P133. The role of Nogo on the guidance of commissural axons in the mouse spinal cord

Abstract

Nogo is a member of reticulon superfamily proteins that consists of 3 isoforms, Nogo-A, -B and -C. It inhibits axon regeneration in the adult central nervous system. Previous studies in our laboratory showed Nogo is an inhibitory molecule regulating axon divergence in the mouse optic pathway. Here we found that this inhibitory molecule was also expressed in the developing spinal cord and involved in commissural axon guidance. Using Nogo specific antibodies, both Nogo-A and Nogo-B were localized on neurons and radial glial cells. In the floor plate, only Nogo-B was localized on the radial glia processes when commissural axons are crossing the midline. Nogo-66 receptor (NgR) was expressed weakly by commissural axons initially but was upregulated after crossing.
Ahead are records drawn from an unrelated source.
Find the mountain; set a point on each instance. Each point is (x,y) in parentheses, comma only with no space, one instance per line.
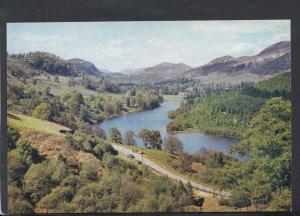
(85,67)
(104,70)
(274,59)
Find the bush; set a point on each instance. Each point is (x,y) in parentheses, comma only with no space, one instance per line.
(57,196)
(88,173)
(15,202)
(12,135)
(43,111)
(16,168)
(223,202)
(37,180)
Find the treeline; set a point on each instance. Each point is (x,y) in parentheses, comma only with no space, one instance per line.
(47,62)
(72,109)
(229,112)
(146,99)
(278,86)
(39,185)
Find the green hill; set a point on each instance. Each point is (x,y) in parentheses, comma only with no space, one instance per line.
(228,113)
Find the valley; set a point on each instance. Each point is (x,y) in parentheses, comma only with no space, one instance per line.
(222,128)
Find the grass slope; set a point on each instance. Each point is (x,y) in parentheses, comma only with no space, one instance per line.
(28,122)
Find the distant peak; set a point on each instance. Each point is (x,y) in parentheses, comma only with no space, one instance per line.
(283,46)
(221,59)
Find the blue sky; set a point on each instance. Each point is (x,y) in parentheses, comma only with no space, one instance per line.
(121,45)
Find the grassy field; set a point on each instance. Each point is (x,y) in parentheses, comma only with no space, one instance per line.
(172,98)
(28,122)
(164,159)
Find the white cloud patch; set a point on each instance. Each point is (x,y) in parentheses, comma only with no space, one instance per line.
(155,41)
(236,27)
(145,44)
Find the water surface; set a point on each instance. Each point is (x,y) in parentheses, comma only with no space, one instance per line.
(157,119)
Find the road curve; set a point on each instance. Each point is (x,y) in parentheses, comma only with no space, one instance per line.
(153,165)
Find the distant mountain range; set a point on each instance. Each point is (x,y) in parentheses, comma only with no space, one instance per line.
(273,59)
(85,67)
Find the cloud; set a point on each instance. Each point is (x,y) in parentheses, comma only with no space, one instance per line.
(280,37)
(155,41)
(115,47)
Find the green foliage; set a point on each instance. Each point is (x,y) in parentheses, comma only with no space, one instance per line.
(16,168)
(145,99)
(229,112)
(129,138)
(268,144)
(173,145)
(115,135)
(16,202)
(12,137)
(43,111)
(56,197)
(151,138)
(282,199)
(49,63)
(26,152)
(37,180)
(88,173)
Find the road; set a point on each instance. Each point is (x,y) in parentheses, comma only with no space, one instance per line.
(153,165)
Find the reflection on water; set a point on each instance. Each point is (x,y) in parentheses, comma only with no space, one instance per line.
(157,119)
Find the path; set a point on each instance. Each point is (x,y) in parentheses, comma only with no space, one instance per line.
(153,165)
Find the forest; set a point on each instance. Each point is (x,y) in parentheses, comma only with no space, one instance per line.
(228,112)
(80,171)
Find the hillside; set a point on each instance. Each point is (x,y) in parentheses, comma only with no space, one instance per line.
(48,70)
(273,59)
(86,67)
(83,173)
(151,75)
(228,113)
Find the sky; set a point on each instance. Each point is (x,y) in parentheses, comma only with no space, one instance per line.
(123,45)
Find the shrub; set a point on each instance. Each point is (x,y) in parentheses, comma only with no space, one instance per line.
(57,196)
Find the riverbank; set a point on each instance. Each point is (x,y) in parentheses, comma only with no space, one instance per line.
(148,160)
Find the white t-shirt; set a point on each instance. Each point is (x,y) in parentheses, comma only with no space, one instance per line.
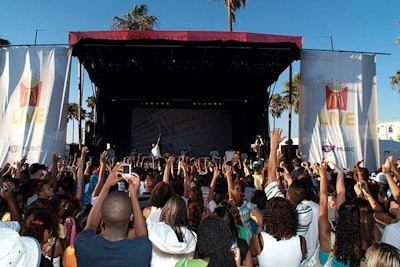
(391,234)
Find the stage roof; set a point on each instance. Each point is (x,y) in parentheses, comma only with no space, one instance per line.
(165,65)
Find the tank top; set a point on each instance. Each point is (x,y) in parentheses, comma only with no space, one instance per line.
(275,253)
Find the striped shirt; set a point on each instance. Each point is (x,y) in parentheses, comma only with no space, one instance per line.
(303,209)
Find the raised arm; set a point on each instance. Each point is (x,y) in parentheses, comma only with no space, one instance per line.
(386,168)
(324,227)
(273,159)
(6,192)
(212,184)
(80,172)
(102,174)
(94,217)
(167,169)
(340,186)
(140,223)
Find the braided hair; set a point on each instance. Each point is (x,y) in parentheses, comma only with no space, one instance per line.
(214,240)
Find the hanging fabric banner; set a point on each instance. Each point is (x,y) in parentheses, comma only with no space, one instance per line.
(338,108)
(34,92)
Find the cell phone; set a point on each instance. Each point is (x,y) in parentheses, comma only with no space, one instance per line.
(126,170)
(333,224)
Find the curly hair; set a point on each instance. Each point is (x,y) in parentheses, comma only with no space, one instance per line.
(174,214)
(347,248)
(228,219)
(37,219)
(214,240)
(366,221)
(160,194)
(281,218)
(383,255)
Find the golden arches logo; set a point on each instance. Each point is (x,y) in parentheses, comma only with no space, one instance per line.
(30,92)
(336,100)
(336,97)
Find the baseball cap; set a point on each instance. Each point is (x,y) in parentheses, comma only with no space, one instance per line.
(379,177)
(33,168)
(18,250)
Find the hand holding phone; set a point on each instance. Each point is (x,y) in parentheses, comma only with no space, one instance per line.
(280,169)
(126,170)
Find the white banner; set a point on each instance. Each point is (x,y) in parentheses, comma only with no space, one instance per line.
(34,92)
(338,108)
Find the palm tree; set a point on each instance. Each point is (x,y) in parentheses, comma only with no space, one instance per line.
(232,6)
(137,19)
(276,107)
(91,103)
(295,93)
(395,81)
(4,42)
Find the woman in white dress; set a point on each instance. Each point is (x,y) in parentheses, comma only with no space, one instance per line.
(171,238)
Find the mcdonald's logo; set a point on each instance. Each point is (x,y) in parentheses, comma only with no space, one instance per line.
(29,96)
(336,97)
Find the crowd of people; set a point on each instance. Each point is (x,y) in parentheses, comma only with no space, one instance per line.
(175,210)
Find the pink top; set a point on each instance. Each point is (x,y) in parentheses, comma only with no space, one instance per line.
(73,231)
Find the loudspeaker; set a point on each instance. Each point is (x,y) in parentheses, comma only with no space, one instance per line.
(289,153)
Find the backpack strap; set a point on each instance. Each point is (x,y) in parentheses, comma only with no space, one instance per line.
(259,241)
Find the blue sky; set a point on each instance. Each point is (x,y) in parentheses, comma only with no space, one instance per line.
(356,25)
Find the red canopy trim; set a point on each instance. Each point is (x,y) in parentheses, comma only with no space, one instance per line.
(74,37)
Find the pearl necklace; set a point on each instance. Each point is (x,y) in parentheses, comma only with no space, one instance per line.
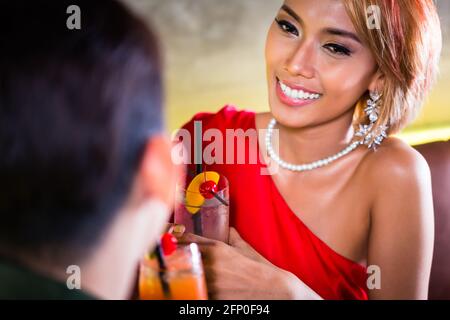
(307,166)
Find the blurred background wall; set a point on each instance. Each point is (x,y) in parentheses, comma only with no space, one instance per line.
(214,55)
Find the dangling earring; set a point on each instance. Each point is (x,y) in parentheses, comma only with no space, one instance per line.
(372,136)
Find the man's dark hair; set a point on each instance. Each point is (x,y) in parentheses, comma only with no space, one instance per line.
(76,110)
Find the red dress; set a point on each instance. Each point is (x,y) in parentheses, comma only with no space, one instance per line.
(264,220)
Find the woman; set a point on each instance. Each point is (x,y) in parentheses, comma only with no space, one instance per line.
(349,213)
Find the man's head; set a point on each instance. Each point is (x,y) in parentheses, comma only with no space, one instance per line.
(81,143)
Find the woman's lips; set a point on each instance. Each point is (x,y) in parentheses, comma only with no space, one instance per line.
(291,101)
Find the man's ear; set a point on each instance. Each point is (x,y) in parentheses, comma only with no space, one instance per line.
(377,83)
(157,172)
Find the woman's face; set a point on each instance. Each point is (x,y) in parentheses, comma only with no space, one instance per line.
(317,66)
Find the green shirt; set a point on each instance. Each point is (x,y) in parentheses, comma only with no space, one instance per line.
(18,282)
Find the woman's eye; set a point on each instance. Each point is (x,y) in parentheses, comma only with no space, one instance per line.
(338,49)
(287,27)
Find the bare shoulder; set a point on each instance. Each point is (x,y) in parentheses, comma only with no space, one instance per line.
(397,171)
(262,119)
(396,160)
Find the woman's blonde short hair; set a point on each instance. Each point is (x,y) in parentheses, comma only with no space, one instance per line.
(406,42)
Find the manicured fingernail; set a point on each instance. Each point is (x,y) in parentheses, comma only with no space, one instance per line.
(179,228)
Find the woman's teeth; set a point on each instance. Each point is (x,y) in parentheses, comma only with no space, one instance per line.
(298,94)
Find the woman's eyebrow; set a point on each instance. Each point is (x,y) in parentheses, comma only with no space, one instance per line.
(292,13)
(333,31)
(342,33)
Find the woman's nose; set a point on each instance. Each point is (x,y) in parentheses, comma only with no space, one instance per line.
(301,62)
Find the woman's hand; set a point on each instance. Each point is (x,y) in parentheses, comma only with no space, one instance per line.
(238,272)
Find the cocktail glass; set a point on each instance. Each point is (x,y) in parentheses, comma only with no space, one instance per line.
(183,279)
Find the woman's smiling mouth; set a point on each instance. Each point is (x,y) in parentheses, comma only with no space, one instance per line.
(295,96)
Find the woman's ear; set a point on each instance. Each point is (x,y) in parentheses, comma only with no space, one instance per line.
(157,172)
(377,83)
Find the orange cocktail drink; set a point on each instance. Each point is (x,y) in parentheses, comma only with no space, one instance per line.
(184,278)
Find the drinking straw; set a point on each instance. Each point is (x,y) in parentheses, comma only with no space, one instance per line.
(198,157)
(162,271)
(223,201)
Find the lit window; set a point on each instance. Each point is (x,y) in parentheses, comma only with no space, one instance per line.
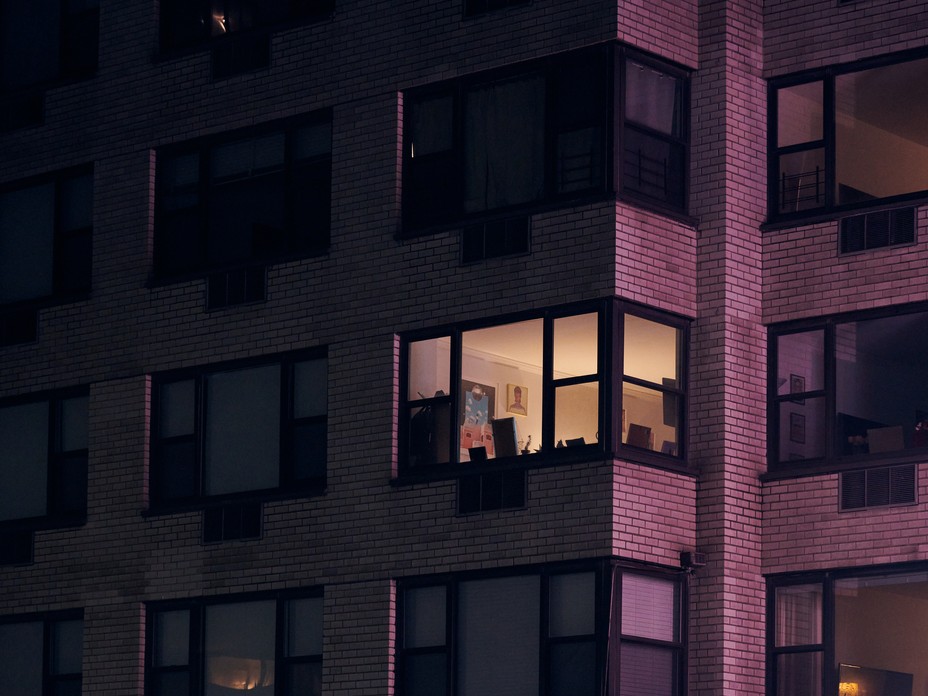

After blocking NgR activity with NEP1-40, midline crossing was dramatically reduced in open-book preparations of the spinal cord, both at E11 and E12. Growth cones stalled in the midline region were more complex in morphology and larger in size when compared with those in controls treated without the blocking peptide. In co-culture assays, E13 floor plate inhibited extension of post-commissural axons, and this inhibition was abolished by NEP1-40. Outgrowth of pre-commissural axons was enhanced in the presence of floor plate. Western-blot assays of conditioned medium collected from floor plate cultures showed that a 37-kDa form of Nogo that was secreted by the floor plate. These results suggest that Nogo is involved in repelling commissural axons out of the floor plate through NgR, and that this repulsion may be mediated by contact inhibition through membrane bound Nogo and long range influence through diffusible form of the protein. This project is supported partially by a General Research Fund (Ref. no. CUHK461709) from the Research Grant Council of the Hong Kong Administrative Region.